Don’t upgrade without checking the release notes first, because in some cases an
upgrade may require manual migration
steps. (At this writing, there are no upgrade release notes because this is the
playbook’s initial release.)
Run the ansible playbook¶
Now we are ready to run the playbook, which will download, configure, and install the Data Library software using the parameters you defined in the configuration files.
From the root directory of the configuration repository, run the following command:
ansible-playbook \
--ask-become-pass \
-i inventory.cfg \
-e @../secrets.yaml \
-e run_update_script=yes \
playbook.yaml
Each step of the installation will be printed to the terminal.

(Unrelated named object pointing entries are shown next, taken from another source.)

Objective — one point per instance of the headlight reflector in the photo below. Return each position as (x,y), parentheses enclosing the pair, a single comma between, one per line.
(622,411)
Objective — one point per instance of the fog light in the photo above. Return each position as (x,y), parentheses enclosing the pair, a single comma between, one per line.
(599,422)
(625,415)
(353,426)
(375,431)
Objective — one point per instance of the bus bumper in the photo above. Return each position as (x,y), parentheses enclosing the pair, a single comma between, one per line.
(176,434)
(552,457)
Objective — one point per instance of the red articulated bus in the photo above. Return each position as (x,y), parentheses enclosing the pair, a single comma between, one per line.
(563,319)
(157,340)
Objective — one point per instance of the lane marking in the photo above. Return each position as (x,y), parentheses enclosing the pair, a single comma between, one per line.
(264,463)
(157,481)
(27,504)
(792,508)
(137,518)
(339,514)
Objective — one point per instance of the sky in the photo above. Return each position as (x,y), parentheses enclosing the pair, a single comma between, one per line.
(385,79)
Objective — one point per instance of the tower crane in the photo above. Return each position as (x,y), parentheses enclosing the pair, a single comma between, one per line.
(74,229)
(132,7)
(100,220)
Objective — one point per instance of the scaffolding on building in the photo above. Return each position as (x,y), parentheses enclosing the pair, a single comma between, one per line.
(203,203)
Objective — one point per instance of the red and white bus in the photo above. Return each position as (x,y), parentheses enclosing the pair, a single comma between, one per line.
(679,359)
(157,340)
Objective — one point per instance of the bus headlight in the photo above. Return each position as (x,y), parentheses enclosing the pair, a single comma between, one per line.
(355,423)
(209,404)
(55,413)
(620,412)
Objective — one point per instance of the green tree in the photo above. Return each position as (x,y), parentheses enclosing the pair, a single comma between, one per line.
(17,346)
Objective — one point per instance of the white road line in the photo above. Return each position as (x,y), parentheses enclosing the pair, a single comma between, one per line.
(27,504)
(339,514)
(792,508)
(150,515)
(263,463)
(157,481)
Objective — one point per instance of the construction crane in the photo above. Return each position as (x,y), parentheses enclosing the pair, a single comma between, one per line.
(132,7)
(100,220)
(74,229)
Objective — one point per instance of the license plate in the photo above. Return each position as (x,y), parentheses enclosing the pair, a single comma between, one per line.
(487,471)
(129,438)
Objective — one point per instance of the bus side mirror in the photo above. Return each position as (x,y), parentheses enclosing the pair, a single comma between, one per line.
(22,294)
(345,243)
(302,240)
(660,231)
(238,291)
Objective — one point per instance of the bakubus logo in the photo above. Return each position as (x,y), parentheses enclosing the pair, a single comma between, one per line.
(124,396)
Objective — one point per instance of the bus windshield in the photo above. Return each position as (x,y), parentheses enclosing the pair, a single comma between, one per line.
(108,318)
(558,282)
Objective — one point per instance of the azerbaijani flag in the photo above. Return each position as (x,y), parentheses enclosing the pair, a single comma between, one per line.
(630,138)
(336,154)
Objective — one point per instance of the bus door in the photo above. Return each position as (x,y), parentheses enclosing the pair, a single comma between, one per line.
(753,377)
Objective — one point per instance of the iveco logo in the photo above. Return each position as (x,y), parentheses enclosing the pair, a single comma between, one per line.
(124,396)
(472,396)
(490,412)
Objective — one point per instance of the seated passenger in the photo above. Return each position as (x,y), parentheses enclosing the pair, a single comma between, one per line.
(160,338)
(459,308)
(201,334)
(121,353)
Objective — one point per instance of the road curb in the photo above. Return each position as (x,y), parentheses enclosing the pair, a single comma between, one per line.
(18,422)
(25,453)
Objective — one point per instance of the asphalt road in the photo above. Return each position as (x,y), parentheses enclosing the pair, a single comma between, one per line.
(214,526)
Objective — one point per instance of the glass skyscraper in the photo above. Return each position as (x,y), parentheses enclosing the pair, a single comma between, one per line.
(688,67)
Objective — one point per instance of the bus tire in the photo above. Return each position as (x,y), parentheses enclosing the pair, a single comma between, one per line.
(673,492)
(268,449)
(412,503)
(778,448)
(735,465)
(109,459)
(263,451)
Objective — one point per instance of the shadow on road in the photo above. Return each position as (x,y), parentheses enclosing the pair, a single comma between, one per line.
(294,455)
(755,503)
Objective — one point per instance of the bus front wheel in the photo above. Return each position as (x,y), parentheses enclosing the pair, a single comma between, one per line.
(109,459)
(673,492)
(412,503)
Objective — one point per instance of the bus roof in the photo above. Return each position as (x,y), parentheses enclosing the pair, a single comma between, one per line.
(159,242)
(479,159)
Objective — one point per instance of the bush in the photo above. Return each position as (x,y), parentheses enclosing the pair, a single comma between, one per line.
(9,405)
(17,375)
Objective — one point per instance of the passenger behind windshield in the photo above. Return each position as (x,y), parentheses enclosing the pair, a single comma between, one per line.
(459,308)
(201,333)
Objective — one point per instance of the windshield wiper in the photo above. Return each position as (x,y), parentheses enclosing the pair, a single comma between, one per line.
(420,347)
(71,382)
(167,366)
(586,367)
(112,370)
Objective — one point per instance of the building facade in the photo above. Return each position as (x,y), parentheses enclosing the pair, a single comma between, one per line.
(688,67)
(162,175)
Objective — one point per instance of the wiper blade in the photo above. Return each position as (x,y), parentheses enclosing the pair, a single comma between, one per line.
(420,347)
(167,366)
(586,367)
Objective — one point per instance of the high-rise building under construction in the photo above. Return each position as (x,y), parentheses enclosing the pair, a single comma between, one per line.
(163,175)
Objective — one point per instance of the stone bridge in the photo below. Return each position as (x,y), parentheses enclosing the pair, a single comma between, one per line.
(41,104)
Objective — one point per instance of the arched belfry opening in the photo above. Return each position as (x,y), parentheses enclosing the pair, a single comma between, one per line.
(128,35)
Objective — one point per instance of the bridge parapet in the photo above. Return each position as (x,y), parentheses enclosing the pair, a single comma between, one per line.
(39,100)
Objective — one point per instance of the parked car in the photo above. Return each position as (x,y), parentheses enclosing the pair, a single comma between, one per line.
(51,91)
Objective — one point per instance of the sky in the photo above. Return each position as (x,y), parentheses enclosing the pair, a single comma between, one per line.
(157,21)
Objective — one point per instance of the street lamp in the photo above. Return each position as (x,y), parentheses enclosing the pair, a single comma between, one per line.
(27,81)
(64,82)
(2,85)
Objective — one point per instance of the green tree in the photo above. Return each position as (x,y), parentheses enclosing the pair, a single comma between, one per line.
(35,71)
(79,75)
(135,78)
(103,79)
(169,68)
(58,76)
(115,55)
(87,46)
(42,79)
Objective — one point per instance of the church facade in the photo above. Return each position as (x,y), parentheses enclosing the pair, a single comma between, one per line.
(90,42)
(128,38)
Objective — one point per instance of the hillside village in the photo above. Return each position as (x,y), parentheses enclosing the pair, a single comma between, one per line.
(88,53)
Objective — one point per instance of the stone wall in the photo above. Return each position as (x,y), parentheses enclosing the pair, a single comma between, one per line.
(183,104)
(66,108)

At a site with a fast connection to the internet, the playbook generally finishes within ten minutes, but if bandwidth is limited it may take a few hours, as the installation process involves downloading several GB of software packages and container images.
You should now be able to visit your Data Library server in a browser, but the maprooms are not yet functional because the data that underlies them has yet to be installed.
Install datasets¶
Among other things, the ansible playbook has created structures (directories, groups, a database, and permissions) to support the installation of datasets. You can now install your data as described in Installing data. A member of the IRI staff will typically be involved in this process, as it may involve copying large amounts of data from an IRI server to yours.
Use your new Data Library¶
You should now be able to visit your Data Library server in a browser. For next steps, see the Maintenance page of the current guide, and the User Guide.